November-Kolumne

    Die November-Kolumne

    „Wenn Mann mit einer Frau shoppen geht..."

    Es gibt ja bekanntlich mehrere Situationen im Leben, in denen Männer und Frauen auf     einer vollkommen unterschiedlichen Frequenz funken. Eine davon ist ohne Frage das     gemeinsame Shoppen gehen, denn hier treffen zwei absolut konträre Verhaltensweisen     zusammen und nicht selten wurde so manches männliche Wesen dabei fast an den     Rande eines Nervenzusammenbruchs gebracht oder gar in den Wahnsinn getrieben.

    Dabei könnte ein gemeinsames Schlendern über eine schicke Einkaufsmeile eigentlich     so schön sein! Gäbe es da nicht diese verflixte Kniggeregel, daß sich eine Dame an dem     Arm des Herren unterhaken sollte, der den herrlich dekorierten Schaufenstern zugewandt     ist. Und damit ist alles schon verloren! Denn so müssen die kleinen Äuglein der Liebsten     beim Bummeln zwangsweise auf die vielen vielen schönen Dinge hinter den Schaufenstern     starren. Und kein weibliches Wesen der Welt kann sich auf das geruhsame Promenieren     konzentrieren, wenn sie ständig von tausenden grell bunt beleuchteten und professionell     arrangierten Kleidern, Schuhen, Taschen, Hüten, Schmuckstücken oder ähnlichem     Schnickschnack abgelenkt wird.

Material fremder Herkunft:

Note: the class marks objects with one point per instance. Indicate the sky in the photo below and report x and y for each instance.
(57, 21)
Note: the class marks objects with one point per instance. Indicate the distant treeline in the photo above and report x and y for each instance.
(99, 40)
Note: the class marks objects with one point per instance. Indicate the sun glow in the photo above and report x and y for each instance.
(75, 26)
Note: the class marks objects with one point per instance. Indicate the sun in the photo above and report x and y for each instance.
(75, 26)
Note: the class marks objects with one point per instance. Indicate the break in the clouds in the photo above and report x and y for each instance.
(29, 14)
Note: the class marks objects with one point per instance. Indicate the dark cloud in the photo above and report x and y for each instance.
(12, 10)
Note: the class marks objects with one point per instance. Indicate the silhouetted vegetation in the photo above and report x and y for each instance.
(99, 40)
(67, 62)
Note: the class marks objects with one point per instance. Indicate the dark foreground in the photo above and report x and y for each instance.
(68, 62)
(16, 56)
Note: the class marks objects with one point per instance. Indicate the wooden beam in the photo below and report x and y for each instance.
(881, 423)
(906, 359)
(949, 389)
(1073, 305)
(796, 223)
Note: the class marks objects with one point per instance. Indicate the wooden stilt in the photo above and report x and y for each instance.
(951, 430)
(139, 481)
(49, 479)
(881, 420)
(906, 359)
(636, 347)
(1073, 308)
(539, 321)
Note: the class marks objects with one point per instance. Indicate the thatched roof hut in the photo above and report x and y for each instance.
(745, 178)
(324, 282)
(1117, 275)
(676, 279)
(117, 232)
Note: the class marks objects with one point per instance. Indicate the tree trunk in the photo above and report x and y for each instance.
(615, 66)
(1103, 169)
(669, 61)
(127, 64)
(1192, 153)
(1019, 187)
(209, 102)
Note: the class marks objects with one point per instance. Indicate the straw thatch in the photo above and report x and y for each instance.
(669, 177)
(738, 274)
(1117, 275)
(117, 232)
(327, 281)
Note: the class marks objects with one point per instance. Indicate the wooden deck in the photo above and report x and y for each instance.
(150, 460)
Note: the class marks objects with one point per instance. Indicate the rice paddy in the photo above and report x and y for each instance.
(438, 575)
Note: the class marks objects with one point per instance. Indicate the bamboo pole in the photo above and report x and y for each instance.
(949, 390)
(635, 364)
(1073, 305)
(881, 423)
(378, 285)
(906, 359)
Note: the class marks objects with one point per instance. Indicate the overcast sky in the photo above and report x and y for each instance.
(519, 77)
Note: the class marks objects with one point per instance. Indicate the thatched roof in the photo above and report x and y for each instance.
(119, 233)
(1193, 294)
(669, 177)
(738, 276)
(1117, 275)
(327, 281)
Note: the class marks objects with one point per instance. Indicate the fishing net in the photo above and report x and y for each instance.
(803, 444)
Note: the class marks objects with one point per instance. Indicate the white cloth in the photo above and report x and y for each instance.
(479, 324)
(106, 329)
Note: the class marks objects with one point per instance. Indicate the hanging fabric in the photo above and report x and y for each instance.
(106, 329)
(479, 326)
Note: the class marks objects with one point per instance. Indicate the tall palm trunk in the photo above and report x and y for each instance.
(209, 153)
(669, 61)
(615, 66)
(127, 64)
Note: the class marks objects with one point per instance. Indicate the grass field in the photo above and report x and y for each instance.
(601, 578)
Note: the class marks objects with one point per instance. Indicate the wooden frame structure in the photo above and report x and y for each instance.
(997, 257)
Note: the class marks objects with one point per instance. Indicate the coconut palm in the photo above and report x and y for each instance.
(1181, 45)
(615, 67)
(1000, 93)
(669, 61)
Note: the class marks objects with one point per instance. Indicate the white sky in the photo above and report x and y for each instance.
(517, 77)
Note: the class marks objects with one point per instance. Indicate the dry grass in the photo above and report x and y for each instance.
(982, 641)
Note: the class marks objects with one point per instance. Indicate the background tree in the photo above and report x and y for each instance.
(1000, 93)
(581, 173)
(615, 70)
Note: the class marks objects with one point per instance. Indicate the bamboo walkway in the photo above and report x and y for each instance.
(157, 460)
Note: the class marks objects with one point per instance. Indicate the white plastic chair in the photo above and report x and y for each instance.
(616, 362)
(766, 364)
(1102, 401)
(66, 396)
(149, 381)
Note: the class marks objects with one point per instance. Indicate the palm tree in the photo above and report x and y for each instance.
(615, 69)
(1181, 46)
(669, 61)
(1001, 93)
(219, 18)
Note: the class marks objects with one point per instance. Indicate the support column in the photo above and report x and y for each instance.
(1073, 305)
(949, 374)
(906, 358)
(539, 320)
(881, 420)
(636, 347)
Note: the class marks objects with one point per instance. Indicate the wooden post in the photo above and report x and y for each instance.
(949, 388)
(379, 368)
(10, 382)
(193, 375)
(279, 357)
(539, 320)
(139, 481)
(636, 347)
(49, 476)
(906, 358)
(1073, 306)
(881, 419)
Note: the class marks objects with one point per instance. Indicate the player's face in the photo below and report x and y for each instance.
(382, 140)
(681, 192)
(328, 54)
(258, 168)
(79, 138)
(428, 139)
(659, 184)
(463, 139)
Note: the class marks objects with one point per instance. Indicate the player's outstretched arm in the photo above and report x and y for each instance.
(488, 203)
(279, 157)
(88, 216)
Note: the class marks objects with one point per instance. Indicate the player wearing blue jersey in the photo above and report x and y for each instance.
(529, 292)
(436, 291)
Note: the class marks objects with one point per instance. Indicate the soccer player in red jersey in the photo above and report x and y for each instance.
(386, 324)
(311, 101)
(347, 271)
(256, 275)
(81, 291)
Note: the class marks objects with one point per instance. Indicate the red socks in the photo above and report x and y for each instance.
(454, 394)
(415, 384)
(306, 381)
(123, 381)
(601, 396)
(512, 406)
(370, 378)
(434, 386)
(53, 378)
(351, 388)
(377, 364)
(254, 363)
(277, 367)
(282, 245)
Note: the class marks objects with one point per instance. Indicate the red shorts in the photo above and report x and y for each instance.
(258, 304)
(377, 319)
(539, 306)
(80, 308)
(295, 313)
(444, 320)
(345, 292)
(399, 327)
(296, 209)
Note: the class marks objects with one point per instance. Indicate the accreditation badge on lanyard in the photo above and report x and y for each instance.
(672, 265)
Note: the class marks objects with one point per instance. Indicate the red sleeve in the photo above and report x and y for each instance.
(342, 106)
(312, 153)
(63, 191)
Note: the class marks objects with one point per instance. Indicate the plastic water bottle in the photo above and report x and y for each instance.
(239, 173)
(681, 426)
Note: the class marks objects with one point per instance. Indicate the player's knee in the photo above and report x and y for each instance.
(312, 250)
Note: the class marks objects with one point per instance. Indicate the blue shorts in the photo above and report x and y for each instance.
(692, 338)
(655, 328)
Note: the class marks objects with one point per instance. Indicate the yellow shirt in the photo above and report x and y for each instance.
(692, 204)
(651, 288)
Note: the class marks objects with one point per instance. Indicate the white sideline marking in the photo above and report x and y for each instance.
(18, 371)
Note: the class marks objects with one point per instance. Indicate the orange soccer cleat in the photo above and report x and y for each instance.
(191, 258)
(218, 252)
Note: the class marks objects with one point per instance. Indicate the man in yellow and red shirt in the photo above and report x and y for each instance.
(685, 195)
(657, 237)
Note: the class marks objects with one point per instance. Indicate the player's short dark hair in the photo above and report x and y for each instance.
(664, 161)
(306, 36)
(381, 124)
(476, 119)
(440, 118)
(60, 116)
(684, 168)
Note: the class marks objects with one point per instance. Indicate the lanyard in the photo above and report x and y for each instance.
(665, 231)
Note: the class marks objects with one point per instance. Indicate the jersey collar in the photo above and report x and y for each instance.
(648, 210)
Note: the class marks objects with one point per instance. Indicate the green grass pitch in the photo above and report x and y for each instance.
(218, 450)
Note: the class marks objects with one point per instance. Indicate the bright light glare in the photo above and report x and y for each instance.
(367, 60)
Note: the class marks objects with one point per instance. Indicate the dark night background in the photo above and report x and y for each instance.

    Und so wird aus dem „Shopping" ein „Shocking", denn das Mädchen reißt sich bei jedem     Schaufenster vom Arm des Jungen los, drückt ihre Nase an die Scheibe und betrachtet mit     einer peniblen Genauigkeit alle ausgestellten Kleidungsstücke. Für sie ist es ein
    High-Involvement-Ritual, das zelebriert werden muß. Ob Haarklammern, Taschen oder
    Abendrobe – alles scheint für ein weibliches Wesen eine extensive Kaufentscheidung zu     sein. Ihr Herz beginnt mit ungeheuerlicher Geschwindigkeit zu schlagen, der Puls rast,     Adrenalin, Endorphine werden ausgeschüttet, ihre Augen treten aus den Höhlen hervor,     und dann geht das Generve los: Sie bittet, bettelt und fleht, denn schließlich bräuchte sie     unbedingt diese putzigen Schuhe, weil die so gut zu einem süßen Kleid passen und auch     zu irgendeinem drolligen Schal und natürlich auch zu einer ganz niedlichen Tasche...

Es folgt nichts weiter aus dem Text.